Parmi les victimes identifiées, 14 sont des militants politiques et 80 de simples pétitionnaires : des Chinois sans engagement politique, mais qui ont un jour osé se plaindre d’une injustice ou d’un fait de corruption. Soixante-dix n’ont subi qu’une seule hospitalisation et, dans la majorité des cas, celle-ci a duré moins de six mois. Mais certains sont des « multihospitalisés » et restent enfermés plusieurs années. Ainsi, le cauchemar de Jiang Tianlu a débuté en 2004, quand cet homme a dénoncé les officiels qui avaient battu son père à mort – et en public – après que celui-ci eut dénoncé leur corruption. Depuis, Jiang Tianlu ne sait même plus exactement combien d’hospitalisations il a subies. Sans doute sept. La dernière est intervenue en janvier 2021. Il a été arrêté alors qu’il accompagnait sa fille de 7 ans à l’école. Jiang Tianlu affirme avoir été attaché à son lit, battu et drogué à son insu.

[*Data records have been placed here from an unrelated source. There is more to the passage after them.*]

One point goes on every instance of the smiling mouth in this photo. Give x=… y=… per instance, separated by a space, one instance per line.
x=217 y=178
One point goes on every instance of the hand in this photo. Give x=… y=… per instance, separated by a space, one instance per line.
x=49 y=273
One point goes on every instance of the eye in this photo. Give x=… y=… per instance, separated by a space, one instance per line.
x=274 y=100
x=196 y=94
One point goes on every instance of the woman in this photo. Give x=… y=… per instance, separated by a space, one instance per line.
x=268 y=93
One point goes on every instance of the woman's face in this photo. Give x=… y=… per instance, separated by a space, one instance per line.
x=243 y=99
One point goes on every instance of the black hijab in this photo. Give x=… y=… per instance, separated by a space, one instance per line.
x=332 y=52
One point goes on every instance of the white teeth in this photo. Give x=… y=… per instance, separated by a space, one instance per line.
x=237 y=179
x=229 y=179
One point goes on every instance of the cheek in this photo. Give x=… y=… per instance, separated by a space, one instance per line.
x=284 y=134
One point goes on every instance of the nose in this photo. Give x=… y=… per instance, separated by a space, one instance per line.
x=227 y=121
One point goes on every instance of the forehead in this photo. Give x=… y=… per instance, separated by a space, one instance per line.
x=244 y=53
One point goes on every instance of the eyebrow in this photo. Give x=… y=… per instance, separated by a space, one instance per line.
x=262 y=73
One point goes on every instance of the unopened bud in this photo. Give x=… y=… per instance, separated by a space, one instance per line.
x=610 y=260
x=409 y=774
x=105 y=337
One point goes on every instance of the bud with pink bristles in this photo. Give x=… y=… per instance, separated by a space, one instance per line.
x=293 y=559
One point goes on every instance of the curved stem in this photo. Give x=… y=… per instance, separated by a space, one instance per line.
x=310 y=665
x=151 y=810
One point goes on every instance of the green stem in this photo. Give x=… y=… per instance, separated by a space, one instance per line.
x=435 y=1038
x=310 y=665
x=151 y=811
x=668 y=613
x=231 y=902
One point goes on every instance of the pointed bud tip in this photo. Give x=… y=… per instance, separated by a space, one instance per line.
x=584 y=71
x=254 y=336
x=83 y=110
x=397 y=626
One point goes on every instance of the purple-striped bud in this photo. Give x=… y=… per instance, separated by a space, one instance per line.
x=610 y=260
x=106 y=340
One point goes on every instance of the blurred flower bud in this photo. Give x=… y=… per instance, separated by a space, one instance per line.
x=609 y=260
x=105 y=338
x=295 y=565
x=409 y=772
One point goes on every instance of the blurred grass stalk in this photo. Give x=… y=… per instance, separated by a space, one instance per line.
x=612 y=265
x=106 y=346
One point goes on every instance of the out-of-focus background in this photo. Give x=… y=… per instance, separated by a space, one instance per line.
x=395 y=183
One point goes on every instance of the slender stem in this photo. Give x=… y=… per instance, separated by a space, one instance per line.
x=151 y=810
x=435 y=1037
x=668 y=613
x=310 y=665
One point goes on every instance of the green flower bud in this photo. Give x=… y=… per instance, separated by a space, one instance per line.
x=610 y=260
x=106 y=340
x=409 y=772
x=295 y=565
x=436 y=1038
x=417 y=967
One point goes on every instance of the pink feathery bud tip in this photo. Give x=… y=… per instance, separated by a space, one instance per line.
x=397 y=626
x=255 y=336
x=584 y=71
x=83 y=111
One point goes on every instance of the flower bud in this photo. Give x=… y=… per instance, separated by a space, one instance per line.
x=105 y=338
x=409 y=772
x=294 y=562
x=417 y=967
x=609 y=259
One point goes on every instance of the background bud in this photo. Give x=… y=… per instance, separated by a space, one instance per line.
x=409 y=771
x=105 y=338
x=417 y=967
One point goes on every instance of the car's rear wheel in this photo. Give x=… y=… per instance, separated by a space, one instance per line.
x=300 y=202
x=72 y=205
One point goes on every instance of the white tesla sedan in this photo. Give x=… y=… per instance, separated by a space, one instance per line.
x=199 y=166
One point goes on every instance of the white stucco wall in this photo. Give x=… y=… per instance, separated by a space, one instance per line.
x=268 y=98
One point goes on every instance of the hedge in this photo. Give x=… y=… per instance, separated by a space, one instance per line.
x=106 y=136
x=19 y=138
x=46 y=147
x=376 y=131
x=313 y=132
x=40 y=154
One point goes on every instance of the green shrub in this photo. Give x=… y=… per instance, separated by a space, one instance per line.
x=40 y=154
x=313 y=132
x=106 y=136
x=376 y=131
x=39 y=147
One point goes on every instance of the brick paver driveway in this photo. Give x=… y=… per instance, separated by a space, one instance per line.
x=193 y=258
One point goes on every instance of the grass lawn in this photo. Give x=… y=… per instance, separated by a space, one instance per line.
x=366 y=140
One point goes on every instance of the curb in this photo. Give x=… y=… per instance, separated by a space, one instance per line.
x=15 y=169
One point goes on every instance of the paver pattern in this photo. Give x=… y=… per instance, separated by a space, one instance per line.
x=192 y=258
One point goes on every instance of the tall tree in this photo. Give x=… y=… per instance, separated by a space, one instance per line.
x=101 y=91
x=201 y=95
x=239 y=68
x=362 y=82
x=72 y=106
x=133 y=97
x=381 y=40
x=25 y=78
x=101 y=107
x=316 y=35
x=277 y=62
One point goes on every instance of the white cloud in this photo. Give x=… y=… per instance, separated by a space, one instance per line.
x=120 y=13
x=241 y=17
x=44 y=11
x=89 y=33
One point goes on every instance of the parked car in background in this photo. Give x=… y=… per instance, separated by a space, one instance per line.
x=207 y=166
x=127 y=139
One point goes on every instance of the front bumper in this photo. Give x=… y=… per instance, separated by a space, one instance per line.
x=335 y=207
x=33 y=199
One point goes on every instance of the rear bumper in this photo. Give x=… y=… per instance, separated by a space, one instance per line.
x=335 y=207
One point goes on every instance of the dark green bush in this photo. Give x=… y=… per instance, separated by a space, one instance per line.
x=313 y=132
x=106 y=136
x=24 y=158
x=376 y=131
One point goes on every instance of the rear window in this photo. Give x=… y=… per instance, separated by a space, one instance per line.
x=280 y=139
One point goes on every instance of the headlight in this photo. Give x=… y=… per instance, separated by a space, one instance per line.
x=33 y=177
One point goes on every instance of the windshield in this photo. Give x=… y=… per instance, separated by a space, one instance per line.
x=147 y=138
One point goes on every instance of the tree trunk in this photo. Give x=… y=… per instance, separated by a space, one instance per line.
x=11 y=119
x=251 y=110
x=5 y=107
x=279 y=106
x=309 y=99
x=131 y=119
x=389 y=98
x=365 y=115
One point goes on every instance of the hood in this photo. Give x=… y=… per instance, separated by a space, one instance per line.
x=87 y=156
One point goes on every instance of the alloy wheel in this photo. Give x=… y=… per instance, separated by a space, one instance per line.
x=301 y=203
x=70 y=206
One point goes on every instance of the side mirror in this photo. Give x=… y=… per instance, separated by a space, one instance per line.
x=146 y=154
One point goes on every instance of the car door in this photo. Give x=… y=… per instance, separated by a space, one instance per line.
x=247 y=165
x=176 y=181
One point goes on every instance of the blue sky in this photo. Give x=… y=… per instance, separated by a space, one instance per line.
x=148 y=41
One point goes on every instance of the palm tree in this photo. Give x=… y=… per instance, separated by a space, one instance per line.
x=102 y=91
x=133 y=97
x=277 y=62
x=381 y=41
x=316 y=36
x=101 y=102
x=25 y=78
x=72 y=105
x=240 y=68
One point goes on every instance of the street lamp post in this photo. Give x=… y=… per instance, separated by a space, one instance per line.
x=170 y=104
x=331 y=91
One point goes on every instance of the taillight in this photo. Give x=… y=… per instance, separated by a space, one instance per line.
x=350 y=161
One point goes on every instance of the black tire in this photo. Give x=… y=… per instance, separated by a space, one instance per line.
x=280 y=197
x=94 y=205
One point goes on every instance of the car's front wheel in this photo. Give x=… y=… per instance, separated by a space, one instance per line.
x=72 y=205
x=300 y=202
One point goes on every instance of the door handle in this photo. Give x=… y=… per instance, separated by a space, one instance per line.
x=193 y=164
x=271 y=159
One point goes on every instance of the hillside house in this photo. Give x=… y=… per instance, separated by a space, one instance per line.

Le record d’hospitalisations revient sans doute à Gu Xianghong, une femme internée à une vingtaine de reprises depuis 1999 après avoir été battue par la police. Plusieurs témoignages font état d’électrochocs et d’autres formes de torture. C’est ce qu’aurait subi Dong Yaoqiong ; cette jeune fille vivant à Shanghaï a, en juillet 2018, jeté de l’encre sur un portrait du président Xi Jinping et dénoncé la « dictature » chinoise sur les réseaux sociaux. Arrêtée, elle restera enfermée dans un hôpital psychiatrique jusqu’en novembre 2019. Selon son père, elle en est ressortie souffrant d’une forme de démence due aux médicaments antipsychotiques prescrits par l’hôpital. De nouveau hospitalisée en mai 2020, elle en sort deux mois plus tard, encore plus malade, ayant perdu le contrôle de son système urinaire et souffrant de terreurs nocturnes. Selon Safeguard Defenders, son père a indiqué en février 2021 que la jeune femme a de nouveau été hospitalisée et le serait encore aujourd’hui.